A Board member of the New South Wales Business Chamber, he is respected throughout the sector, Mr McNamara is regularly consulted on matters across the agricultural sector, and in his role as chair of the Industry Advisory Group (IAG) within the Farm Co-operatives and Collaboration Pilot Program (FCCPP).

Mr McNamara is passionate about encouraging farmers to work together to improve farm gate returns by providing advice and resources to farmers and farmer groups looking to establish co-operatives and collaborative business models.

 

20. Paul Piticco and Jessica Ducrou

Paul Piticco and Jessica Ducrou.
Paul Piticco and Jessica Ducrou. Daniel McKenzie

MUSIC gurus Paul Piticco and Jessica Ducrou are the Secret Sounds team.

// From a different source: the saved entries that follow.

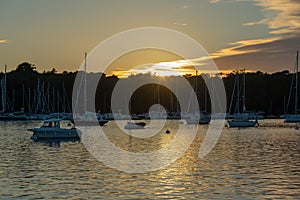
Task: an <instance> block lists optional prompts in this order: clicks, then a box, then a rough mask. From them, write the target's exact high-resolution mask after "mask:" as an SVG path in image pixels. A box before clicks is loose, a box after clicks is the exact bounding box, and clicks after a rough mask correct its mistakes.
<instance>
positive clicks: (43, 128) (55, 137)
mask: <svg viewBox="0 0 300 200" xmlns="http://www.w3.org/2000/svg"><path fill="white" fill-rule="evenodd" d="M61 121H62V119H49V120H45V121H44V122H43V124H42V126H41V127H40V128H32V129H28V130H29V131H32V132H33V135H32V136H31V139H32V140H38V139H80V135H79V130H78V129H76V128H75V127H74V126H72V125H71V124H70V123H69V124H68V125H69V128H62V127H61Z"/></svg>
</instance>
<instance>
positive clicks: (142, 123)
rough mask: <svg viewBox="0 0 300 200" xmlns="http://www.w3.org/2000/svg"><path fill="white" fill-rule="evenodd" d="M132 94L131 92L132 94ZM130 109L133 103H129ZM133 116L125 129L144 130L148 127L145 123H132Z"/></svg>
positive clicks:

Uki resident Piticco used to manage Powderfinger and this week he became the co-owner of Brisbane's new live music venue, the Fortitude Valley Music Hall, with capacity for 3,300 people.

Ducrou lived in the area until last year. She started out at Rolling Stone Magazine in 1991. She went on to partner at IMC booking agency and found the iconic Homebake Music and Arts Festival. She is also the co-owner of Village Sounds Booking Agency which represents scores of Australia's top artists.

Both produce Splendour In The Grass and Falls Festivals.

These power duo is able to sell out Splendour in the Grass in less than an hour, and when northern NSW was hit by flooding after Cyclone Debbie, the couple auctioned off gold passes to Splendour and directed all proceeds to flood relief.

They were also some of the first within the music industry to push Your Choice, an initiative created to address harmful behaviour against women and other people within the musical industry.